How are our gut and brain connected, and how does this relationship influence the way we think, feel and behave? Within the HEREDITARY project, this question is at the heart of ongoing research in Work Package 2, where partners are exploring the complex interplay between microbiota, brain activity, and human behaviour. 

The Deliverable 2.4: Linkage and feature extraction from gut-brain, intermediate evaluation, led by Radboud University Medical Center, marks an important step forward in this journey. Building on earlier work, it provides new evidence that combining multimodal data with advanced AI can reveal meaningful patterns linking the gut and the brain, bringing us closer to understanding this intricate biological system.

From data to discovery: integrating the gut and the brain 

At the core of this research lies a simple but ambitious idea: to move beyond isolated measurements, and, instead, analyse the gut and brain as a connected system. 
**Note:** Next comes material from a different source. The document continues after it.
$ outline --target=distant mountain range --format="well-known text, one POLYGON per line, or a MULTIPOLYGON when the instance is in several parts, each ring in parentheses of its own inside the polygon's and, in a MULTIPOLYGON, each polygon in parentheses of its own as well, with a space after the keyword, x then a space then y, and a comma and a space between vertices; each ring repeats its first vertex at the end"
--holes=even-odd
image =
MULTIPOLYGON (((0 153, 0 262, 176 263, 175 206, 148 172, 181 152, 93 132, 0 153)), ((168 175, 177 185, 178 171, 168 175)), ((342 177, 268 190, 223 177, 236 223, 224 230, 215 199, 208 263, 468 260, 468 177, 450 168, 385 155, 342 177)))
To achieve this, HEREDITARY researchers worked with data from the Healthy Brain Study (HBS), a large cohort of deeply characterised individuals. By combining brain imaging (resting-state fMRI), gut microbiota profiles, and behavioural and physiological data, the team applied a supervised multimodal data integration method (an advanced AI method) known as SuperBigFLICA, an extension of Linked Independent Component Analysis (LICA), designed to work with large-scale, heterogeneous datasets. This approach allows researchers to identify latent components (shared patterns across different types of data), which, in this context, correspond to hidden structures in the data that capture how microbiome composition, brain connectivity, and individual behavioural are interrelated. 

One of the most relevant outcomes of this work is the identification of robust gut-brain components (multivariate patterns that simultaneously involve microbiome features and brain activity). In particular, one component revealed a strong interaction between gut microbial composition, brain networks linked to reward and emotion (such as limbic and default mode networks), and health and behavioural measures such as anxiety sensitivity, life stress, and Body Mass Index (BMI). 

In an independant validation, this component was also able to predict food-related behaviour from an independent task. This task reflects how individuals value unhealthy vs. healthy food, and their likelihood of choosing unhealthy options. These findings validate the feasibility of supervised multimodal integration and identify promising biological targets for follow-up analyses. It shows that gut–brain interactions are not only measurable, but also meaningfully linked to real-life behaviour. 

Advancing Use Cases 4 and 5 

These findings directly contribute to HEREDITARY’s Use Case 4 and lay the groundwork for Use Case 5. 

  • Use Case 4 focuses on understanding gut–brain interactions in healthy populations. The intermediate results confirm that it is possible to identify stable and biologically meaningful gut–brain patterns at population scale. 
  • Use Case 5 will extend this approach to clinical data, exploring whether similar patterns can explain variations in mental health conditions and maladaptive behaviours, with broader applications in the prediction of other gut (.eg. Ulcerative Colitis) and brain related conditions (e.g. depressive episodes).
What comes next?

The work does not stop here. The HEREDITARY project will evaluate the robustness of the discovered components, apply them to broader clinical data, and extend analyses to metabolic markers and future hypotheses-driven studies on stress, diet, and hedonic eating. It will directly address disease relevance by examining whether the same multivariate gut–brain components explain variation in psychopathology and maladaptive eating in psychiatric populations. 

The next phase of the research will deepen the analysis of how gut–brain interactions relate to behaviour. These analyses will continue to leverage multimodal datasets (including brain imaging, microbiome data, stress responses and behavioural tasks) to further explore how stress, anxiety and dietary factors influence food choices through gut–brain mechanisms, and how the interaction between the gut microbiome and reward-related brain connectivity contributes to stress-related eating patterns in daily life. In parallel, future work will focus on defining what constitutes a “healthy” gut–brain profile and ensuring robust clinical interpretation of results.